Hyundai in-house venture's robot used for pilot last mile delivery service from CU convenience store

By Lim Chang-won Posted : August 25, 2022, 11:26 Updated : September 7, 2022, 08:56

[Courtesy of Mobinn]


SEOUL -- An autonomous robot created by Mobinn, an in-house venture of South Korea's Hyundai auto group, will be deployed for a pilot last-mile delivery service from a convenience store to the doorstep of customers. The goal is to check the driving performance of delivery robots and their ability to overcome obstacles in urban environments. 

BGF Retail, the operator of South Korea's largest convenience store chain CU, tied up with Mobinn and NICE Information & Telecommunication to form a tripartite consultative body for last mile robot delivery and start a pilot service in September from a CU store to an apartment building near a Hyundai Motor's research center in Hwaseong, about 30 kilometers (18 miles) southwest of Seoul.

They will try to commercialize a robot delivery service in conjunction with CU's delivery order app after checking the indoor and outdoor driving performance of Mobinn's robot that can overcome stairs and slopes while keeping loading boxes horizontal even, making them suitable for the delivery of lunch boxes and instant coffee.

BGF Retail will provide offline stores to verify the commercialization of robot delivery and also consider ways to use CU stores as a hub for charging and storing robots. NICE Information & Telecommunication will upgrade a delivery platform and servers. Mobinn verifies the possibility and scalability of commercializing delivery services.

"Through this business agreement, we believe that the last mile robot delivery will be a new goal for consumers using delivery services and the future mobility industry," Yang Jae-seok, head of BGF Retail's management and planning office, said in a statement on August 25. 

In cities, door-to-door delivery services are not easy with existing delivery robots. Legged or agility robots are inefficient in terms of production cost and delivery performance. Mobinn has tried to develop robots that satisfy requirements such as relatively low production costs, high payload, and energy efficiency by adopting flexible rubber wheels and unique structures. The upper structure is controlled like a swinging bell to maintain the level of loaded goods. 
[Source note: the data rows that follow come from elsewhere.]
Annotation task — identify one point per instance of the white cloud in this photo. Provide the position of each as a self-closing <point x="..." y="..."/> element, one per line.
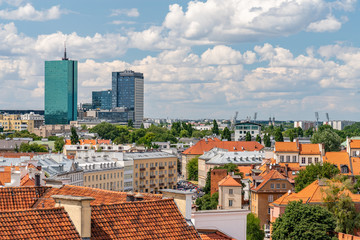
<point x="29" y="13"/>
<point x="133" y="12"/>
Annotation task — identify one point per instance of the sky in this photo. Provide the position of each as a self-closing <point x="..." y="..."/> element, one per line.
<point x="200" y="59"/>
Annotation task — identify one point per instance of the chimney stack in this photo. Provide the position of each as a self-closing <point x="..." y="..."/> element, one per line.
<point x="79" y="211"/>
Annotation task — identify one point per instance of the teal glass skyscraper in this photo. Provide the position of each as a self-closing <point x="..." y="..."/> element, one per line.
<point x="60" y="91"/>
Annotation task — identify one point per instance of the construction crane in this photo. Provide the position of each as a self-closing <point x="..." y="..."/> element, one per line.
<point x="233" y="121"/>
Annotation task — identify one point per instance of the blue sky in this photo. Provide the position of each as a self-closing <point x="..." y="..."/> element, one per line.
<point x="200" y="59"/>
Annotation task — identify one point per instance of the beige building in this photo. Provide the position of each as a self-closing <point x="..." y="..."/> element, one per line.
<point x="153" y="171"/>
<point x="14" y="122"/>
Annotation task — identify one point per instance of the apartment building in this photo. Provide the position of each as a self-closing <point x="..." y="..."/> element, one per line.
<point x="153" y="171"/>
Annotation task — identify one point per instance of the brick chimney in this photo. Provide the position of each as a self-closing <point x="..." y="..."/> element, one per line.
<point x="79" y="211"/>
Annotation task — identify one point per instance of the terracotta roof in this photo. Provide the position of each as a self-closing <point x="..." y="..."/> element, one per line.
<point x="16" y="198"/>
<point x="213" y="235"/>
<point x="233" y="146"/>
<point x="354" y="143"/>
<point x="229" y="181"/>
<point x="101" y="196"/>
<point x="286" y="147"/>
<point x="27" y="181"/>
<point x="272" y="175"/>
<point x="159" y="219"/>
<point x="310" y="149"/>
<point x="37" y="224"/>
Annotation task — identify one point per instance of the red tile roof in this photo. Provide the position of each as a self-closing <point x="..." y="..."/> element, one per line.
<point x="229" y="181"/>
<point x="101" y="196"/>
<point x="233" y="146"/>
<point x="159" y="219"/>
<point x="37" y="224"/>
<point x="17" y="198"/>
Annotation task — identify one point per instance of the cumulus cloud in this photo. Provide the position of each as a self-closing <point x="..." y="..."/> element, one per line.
<point x="29" y="13"/>
<point x="133" y="12"/>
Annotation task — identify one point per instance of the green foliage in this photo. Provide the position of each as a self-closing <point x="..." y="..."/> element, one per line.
<point x="59" y="144"/>
<point x="253" y="229"/>
<point x="26" y="147"/>
<point x="74" y="138"/>
<point x="248" y="136"/>
<point x="226" y="134"/>
<point x="208" y="202"/>
<point x="328" y="137"/>
<point x="314" y="171"/>
<point x="192" y="169"/>
<point x="215" y="128"/>
<point x="304" y="222"/>
<point x="278" y="135"/>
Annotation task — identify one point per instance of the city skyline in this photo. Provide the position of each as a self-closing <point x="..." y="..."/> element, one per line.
<point x="286" y="59"/>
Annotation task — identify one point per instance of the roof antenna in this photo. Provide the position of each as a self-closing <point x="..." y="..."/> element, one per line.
<point x="65" y="58"/>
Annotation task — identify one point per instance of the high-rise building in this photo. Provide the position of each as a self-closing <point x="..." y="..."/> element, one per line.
<point x="60" y="91"/>
<point x="101" y="99"/>
<point x="128" y="93"/>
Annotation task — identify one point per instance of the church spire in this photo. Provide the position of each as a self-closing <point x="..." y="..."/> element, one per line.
<point x="65" y="58"/>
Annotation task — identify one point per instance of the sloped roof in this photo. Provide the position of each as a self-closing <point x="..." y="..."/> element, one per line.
<point x="310" y="149"/>
<point x="159" y="219"/>
<point x="229" y="181"/>
<point x="101" y="196"/>
<point x="233" y="146"/>
<point x="272" y="175"/>
<point x="37" y="224"/>
<point x="286" y="147"/>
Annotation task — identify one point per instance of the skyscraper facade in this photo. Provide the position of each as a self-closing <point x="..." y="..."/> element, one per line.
<point x="102" y="99"/>
<point x="60" y="91"/>
<point x="128" y="92"/>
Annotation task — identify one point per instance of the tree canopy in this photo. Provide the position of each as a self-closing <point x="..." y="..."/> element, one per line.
<point x="304" y="222"/>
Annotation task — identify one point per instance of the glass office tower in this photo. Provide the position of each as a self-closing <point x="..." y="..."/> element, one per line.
<point x="128" y="92"/>
<point x="60" y="91"/>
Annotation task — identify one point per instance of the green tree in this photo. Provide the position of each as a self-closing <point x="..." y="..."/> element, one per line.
<point x="248" y="136"/>
<point x="59" y="144"/>
<point x="258" y="138"/>
<point x="74" y="138"/>
<point x="253" y="229"/>
<point x="314" y="171"/>
<point x="226" y="134"/>
<point x="208" y="202"/>
<point x="278" y="135"/>
<point x="192" y="169"/>
<point x="304" y="222"/>
<point x="329" y="138"/>
<point x="215" y="128"/>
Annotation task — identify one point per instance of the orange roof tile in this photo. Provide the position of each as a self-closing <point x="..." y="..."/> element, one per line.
<point x="233" y="146"/>
<point x="229" y="181"/>
<point x="37" y="224"/>
<point x="354" y="143"/>
<point x="213" y="235"/>
<point x="286" y="147"/>
<point x="158" y="219"/>
<point x="310" y="149"/>
<point x="272" y="175"/>
<point x="101" y="196"/>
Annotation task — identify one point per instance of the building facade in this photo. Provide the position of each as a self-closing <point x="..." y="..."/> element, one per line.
<point x="128" y="92"/>
<point x="60" y="91"/>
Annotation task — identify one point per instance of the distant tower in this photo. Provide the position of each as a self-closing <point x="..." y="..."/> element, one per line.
<point x="60" y="91"/>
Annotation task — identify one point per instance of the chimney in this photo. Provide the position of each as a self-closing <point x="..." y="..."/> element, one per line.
<point x="37" y="180"/>
<point x="79" y="211"/>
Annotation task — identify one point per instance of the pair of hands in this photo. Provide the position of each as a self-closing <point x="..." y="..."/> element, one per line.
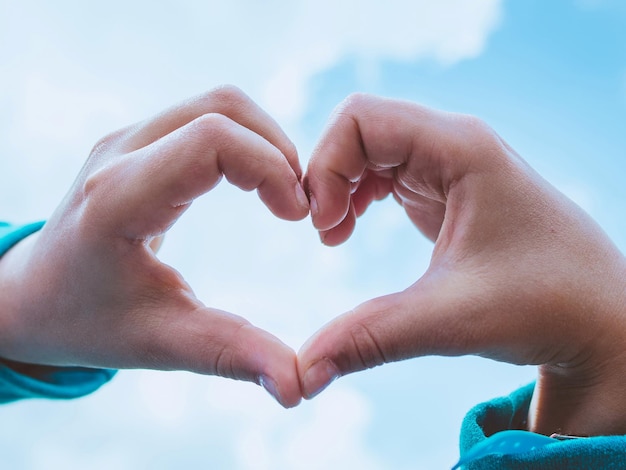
<point x="518" y="272"/>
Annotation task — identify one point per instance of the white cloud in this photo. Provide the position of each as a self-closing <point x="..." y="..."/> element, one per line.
<point x="270" y="48"/>
<point x="74" y="70"/>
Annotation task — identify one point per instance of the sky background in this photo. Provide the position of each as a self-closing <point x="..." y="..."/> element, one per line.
<point x="550" y="77"/>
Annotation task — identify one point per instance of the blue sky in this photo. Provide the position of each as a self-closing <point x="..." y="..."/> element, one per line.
<point x="550" y="77"/>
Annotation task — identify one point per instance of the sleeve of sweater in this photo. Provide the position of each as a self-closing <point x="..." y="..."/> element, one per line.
<point x="17" y="380"/>
<point x="485" y="423"/>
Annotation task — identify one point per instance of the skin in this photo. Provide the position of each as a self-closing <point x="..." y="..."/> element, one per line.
<point x="518" y="273"/>
<point x="88" y="289"/>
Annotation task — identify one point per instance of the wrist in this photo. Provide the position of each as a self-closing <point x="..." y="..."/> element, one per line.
<point x="585" y="396"/>
<point x="16" y="244"/>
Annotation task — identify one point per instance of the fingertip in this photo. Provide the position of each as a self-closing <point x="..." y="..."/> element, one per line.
<point x="286" y="400"/>
<point x="317" y="377"/>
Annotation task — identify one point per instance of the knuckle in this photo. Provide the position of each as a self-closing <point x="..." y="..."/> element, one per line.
<point x="109" y="141"/>
<point x="367" y="349"/>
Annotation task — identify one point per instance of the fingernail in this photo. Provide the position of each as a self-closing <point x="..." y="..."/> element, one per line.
<point x="270" y="387"/>
<point x="301" y="196"/>
<point x="313" y="204"/>
<point x="319" y="376"/>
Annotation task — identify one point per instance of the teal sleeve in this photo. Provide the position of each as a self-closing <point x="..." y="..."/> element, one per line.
<point x="17" y="380"/>
<point x="509" y="413"/>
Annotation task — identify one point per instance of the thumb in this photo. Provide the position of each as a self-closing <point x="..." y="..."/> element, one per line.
<point x="421" y="320"/>
<point x="214" y="342"/>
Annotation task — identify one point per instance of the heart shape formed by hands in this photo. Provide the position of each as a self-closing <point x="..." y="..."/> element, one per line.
<point x="502" y="282"/>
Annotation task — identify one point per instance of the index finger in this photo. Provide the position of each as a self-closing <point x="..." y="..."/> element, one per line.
<point x="423" y="148"/>
<point x="226" y="100"/>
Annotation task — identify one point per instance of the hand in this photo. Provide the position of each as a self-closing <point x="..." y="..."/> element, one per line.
<point x="518" y="272"/>
<point x="89" y="290"/>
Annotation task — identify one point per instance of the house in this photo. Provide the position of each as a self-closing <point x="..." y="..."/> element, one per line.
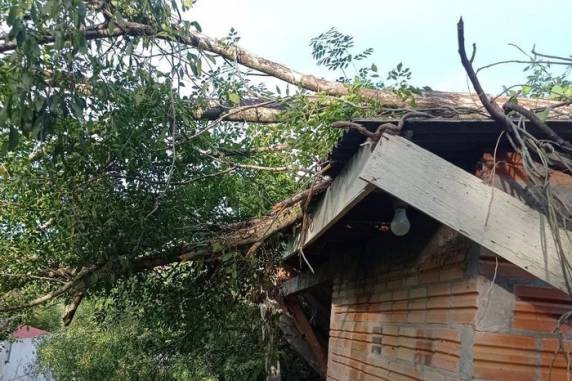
<point x="429" y="262"/>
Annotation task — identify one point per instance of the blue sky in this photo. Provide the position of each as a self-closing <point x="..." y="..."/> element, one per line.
<point x="422" y="34"/>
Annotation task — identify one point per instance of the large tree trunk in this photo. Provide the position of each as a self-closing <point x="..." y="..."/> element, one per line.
<point x="459" y="104"/>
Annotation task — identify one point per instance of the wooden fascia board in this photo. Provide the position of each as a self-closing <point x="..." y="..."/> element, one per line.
<point x="346" y="191"/>
<point x="456" y="198"/>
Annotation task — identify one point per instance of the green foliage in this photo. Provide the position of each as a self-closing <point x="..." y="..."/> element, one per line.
<point x="102" y="161"/>
<point x="333" y="49"/>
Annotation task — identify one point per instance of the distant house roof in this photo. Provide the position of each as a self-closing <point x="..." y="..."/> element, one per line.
<point x="28" y="332"/>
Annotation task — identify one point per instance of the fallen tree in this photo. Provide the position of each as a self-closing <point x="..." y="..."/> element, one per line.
<point x="120" y="174"/>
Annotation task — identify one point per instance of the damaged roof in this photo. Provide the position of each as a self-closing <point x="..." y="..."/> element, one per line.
<point x="461" y="142"/>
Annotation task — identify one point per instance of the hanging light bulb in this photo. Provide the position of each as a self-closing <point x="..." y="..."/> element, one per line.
<point x="400" y="224"/>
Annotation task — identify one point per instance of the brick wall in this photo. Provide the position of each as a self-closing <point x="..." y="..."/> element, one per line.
<point x="439" y="316"/>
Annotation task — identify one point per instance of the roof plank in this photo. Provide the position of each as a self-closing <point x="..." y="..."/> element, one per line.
<point x="454" y="197"/>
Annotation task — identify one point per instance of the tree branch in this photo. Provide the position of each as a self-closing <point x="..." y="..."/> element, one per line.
<point x="238" y="236"/>
<point x="432" y="99"/>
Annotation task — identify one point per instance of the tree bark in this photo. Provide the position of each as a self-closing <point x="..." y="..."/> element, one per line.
<point x="460" y="104"/>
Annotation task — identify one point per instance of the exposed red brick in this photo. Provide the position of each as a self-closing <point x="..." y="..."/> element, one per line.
<point x="541" y="293"/>
<point x="504" y="357"/>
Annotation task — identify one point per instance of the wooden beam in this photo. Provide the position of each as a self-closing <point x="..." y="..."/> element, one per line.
<point x="303" y="326"/>
<point x="346" y="191"/>
<point x="306" y="280"/>
<point x="486" y="215"/>
<point x="297" y="341"/>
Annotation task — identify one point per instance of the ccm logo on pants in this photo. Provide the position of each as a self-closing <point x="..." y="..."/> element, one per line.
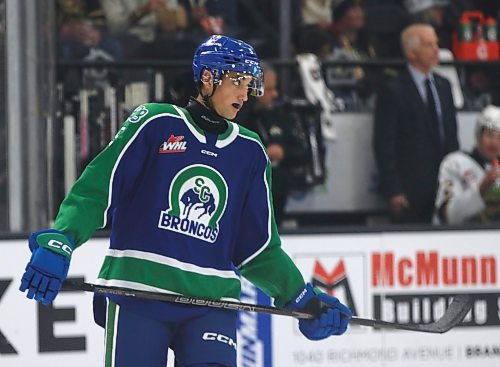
<point x="220" y="338"/>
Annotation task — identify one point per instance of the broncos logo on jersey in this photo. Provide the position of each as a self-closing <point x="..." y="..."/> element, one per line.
<point x="197" y="198"/>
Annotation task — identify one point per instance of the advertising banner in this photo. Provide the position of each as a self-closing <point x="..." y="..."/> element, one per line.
<point x="404" y="278"/>
<point x="64" y="333"/>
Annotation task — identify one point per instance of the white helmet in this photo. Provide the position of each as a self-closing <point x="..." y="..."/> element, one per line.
<point x="488" y="119"/>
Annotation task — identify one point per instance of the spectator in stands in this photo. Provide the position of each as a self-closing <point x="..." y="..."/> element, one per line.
<point x="415" y="127"/>
<point x="350" y="42"/>
<point x="469" y="182"/>
<point x="149" y="28"/>
<point x="207" y="17"/>
<point x="258" y="23"/>
<point x="82" y="32"/>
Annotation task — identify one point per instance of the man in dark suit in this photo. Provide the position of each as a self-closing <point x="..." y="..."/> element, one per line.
<point x="415" y="127"/>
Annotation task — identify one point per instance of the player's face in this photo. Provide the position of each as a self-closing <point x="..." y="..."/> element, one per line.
<point x="426" y="55"/>
<point x="489" y="144"/>
<point x="231" y="94"/>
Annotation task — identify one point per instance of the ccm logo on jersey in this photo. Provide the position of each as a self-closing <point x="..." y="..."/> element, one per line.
<point x="174" y="144"/>
<point x="219" y="338"/>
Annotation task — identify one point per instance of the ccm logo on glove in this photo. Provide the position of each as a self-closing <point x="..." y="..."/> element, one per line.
<point x="60" y="246"/>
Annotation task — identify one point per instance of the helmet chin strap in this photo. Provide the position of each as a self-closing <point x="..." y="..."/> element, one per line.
<point x="207" y="99"/>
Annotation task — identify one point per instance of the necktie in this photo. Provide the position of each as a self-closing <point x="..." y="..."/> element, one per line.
<point x="431" y="106"/>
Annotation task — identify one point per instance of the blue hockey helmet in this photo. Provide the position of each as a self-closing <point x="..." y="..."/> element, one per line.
<point x="221" y="54"/>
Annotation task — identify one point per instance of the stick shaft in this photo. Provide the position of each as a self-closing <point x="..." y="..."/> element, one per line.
<point x="455" y="313"/>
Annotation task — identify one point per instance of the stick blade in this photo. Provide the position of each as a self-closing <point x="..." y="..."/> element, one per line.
<point x="455" y="313"/>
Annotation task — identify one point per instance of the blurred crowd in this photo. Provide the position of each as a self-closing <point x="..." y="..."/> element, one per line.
<point x="415" y="125"/>
<point x="333" y="30"/>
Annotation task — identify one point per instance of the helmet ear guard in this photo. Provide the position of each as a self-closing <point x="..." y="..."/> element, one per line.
<point x="220" y="54"/>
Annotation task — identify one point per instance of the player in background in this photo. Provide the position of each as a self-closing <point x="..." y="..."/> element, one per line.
<point x="188" y="193"/>
<point x="469" y="182"/>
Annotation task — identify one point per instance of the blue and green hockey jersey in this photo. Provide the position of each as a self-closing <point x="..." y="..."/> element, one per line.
<point x="187" y="207"/>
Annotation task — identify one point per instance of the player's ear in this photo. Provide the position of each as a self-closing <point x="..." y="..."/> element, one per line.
<point x="207" y="81"/>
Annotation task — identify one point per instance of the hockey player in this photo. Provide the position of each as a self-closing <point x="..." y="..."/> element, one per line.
<point x="469" y="183"/>
<point x="188" y="194"/>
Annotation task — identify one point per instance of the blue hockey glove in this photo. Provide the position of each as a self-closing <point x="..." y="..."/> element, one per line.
<point x="48" y="267"/>
<point x="333" y="316"/>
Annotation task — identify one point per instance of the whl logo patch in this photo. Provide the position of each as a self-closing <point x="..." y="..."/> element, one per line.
<point x="174" y="144"/>
<point x="197" y="198"/>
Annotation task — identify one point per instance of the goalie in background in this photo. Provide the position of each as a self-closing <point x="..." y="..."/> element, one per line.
<point x="469" y="182"/>
<point x="188" y="193"/>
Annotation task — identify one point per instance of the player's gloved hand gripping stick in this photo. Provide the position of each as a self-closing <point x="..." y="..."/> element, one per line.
<point x="333" y="316"/>
<point x="48" y="267"/>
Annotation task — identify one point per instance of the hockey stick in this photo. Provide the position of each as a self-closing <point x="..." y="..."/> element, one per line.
<point x="454" y="314"/>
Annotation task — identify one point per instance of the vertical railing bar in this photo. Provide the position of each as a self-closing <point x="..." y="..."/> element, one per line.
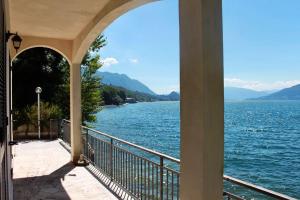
<point x="134" y="158"/>
<point x="161" y="177"/>
<point x="117" y="165"/>
<point x="172" y="186"/>
<point x="145" y="180"/>
<point x="139" y="178"/>
<point x="157" y="185"/>
<point x="129" y="172"/>
<point x="86" y="144"/>
<point x="111" y="159"/>
<point x="122" y="168"/>
<point x="177" y="186"/>
<point x="126" y="171"/>
<point x="152" y="179"/>
<point x="167" y="184"/>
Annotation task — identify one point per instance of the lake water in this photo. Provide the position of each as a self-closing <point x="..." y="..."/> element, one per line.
<point x="262" y="138"/>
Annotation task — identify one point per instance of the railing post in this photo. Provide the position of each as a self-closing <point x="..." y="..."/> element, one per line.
<point x="111" y="159"/>
<point x="87" y="144"/>
<point x="161" y="165"/>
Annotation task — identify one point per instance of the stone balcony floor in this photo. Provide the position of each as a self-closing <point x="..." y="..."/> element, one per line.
<point x="42" y="170"/>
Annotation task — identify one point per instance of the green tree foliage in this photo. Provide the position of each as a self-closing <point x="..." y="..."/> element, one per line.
<point x="30" y="117"/>
<point x="90" y="83"/>
<point x="49" y="70"/>
<point x="36" y="67"/>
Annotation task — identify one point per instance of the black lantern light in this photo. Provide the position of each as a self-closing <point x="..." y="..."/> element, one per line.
<point x="16" y="39"/>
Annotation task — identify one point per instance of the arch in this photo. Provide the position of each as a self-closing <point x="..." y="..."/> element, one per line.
<point x="106" y="16"/>
<point x="63" y="47"/>
<point x="43" y="46"/>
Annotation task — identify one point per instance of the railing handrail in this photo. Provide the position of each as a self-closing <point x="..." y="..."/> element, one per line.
<point x="132" y="144"/>
<point x="259" y="189"/>
<point x="239" y="182"/>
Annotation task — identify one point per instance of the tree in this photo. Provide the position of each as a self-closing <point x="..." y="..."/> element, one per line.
<point x="48" y="69"/>
<point x="91" y="100"/>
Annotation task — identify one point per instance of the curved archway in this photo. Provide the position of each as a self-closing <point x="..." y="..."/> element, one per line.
<point x="103" y="19"/>
<point x="41" y="46"/>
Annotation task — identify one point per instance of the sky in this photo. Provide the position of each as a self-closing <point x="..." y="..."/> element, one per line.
<point x="261" y="44"/>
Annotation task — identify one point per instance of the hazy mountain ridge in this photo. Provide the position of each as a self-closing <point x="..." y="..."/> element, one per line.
<point x="122" y="80"/>
<point x="134" y="88"/>
<point x="230" y="93"/>
<point x="235" y="93"/>
<point x="291" y="93"/>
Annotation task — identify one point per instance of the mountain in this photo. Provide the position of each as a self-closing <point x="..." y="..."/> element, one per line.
<point x="122" y="80"/>
<point x="173" y="96"/>
<point x="292" y="93"/>
<point x="235" y="93"/>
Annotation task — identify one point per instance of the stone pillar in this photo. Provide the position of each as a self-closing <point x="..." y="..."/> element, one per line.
<point x="202" y="100"/>
<point x="75" y="112"/>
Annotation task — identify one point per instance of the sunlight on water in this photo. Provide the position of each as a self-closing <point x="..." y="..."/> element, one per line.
<point x="261" y="138"/>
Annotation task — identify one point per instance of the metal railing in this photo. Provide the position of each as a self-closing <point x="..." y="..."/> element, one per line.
<point x="147" y="174"/>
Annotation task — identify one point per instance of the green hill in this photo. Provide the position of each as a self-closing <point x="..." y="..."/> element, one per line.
<point x="292" y="93"/>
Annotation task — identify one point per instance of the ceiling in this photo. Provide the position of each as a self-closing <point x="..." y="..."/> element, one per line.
<point x="62" y="19"/>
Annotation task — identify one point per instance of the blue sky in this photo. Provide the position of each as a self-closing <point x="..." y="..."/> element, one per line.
<point x="261" y="44"/>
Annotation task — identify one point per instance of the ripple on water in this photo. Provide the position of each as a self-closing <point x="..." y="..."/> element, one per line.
<point x="261" y="138"/>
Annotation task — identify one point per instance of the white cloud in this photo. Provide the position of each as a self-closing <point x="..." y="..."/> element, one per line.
<point x="258" y="85"/>
<point x="109" y="61"/>
<point x="167" y="90"/>
<point x="134" y="60"/>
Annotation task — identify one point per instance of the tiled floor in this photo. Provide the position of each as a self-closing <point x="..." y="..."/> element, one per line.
<point x="42" y="171"/>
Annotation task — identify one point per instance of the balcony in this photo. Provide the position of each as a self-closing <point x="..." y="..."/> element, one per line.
<point x="117" y="169"/>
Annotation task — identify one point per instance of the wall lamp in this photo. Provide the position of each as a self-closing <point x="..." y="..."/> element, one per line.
<point x="16" y="39"/>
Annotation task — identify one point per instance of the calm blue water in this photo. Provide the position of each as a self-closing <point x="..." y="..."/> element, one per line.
<point x="262" y="139"/>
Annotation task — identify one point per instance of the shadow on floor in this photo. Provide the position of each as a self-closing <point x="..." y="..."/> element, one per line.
<point x="43" y="187"/>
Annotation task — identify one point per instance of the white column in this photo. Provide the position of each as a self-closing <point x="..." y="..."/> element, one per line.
<point x="75" y="112"/>
<point x="202" y="100"/>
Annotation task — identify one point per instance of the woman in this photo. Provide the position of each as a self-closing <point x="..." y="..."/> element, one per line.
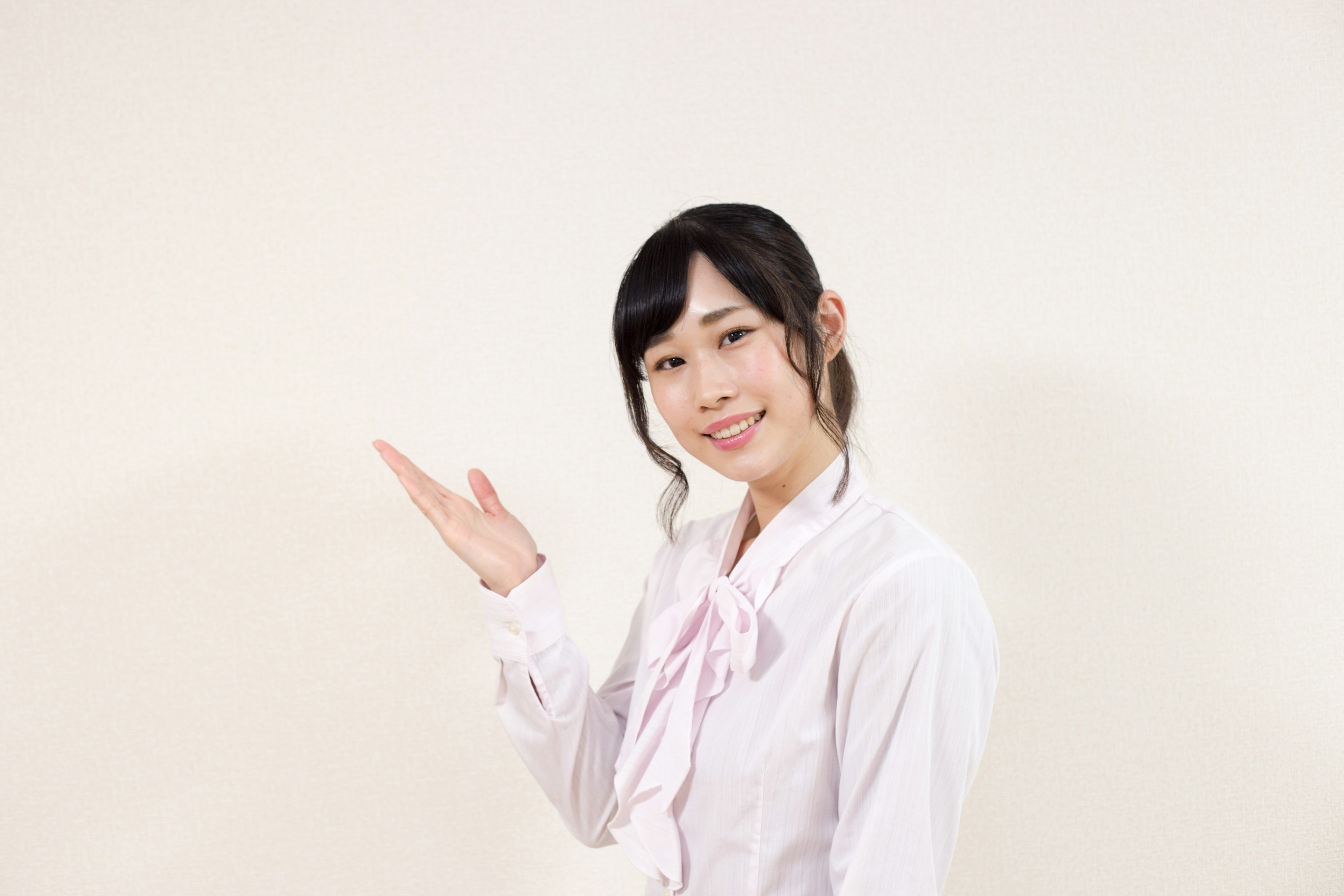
<point x="806" y="690"/>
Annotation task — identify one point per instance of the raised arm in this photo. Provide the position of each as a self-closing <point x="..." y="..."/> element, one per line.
<point x="917" y="676"/>
<point x="568" y="734"/>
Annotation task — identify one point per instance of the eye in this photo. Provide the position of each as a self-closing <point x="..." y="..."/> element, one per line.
<point x="732" y="332"/>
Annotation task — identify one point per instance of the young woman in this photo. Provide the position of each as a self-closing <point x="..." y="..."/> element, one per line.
<point x="806" y="690"/>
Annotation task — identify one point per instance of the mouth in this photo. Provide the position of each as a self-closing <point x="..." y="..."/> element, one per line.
<point x="738" y="434"/>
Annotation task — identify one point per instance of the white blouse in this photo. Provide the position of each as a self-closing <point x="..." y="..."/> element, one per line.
<point x="807" y="722"/>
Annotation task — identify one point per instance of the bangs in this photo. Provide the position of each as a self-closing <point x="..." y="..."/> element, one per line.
<point x="763" y="258"/>
<point x="651" y="296"/>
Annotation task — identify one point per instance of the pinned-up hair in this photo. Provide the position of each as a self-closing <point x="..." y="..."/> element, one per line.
<point x="765" y="260"/>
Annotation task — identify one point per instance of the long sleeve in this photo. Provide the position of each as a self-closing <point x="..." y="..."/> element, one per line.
<point x="916" y="680"/>
<point x="568" y="735"/>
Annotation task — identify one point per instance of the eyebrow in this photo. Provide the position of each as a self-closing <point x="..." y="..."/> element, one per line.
<point x="710" y="317"/>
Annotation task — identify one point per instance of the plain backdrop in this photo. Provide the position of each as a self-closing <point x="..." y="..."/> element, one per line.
<point x="1093" y="262"/>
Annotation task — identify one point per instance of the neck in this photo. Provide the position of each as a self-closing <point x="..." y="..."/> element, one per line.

Various autonomous robots have been tested in South Korea. Some are able to communicate with elevators so that they can call a lift to move up and down floors inside a building. In May 2022, the Hyundai auto group tied up with Smart Optical Sensors Lab (SOS Lab), a domestic developer of solid-state lidar sensors, to develop a miniaturized lidar system for robots that can move stably between obstacles or on uneven roads.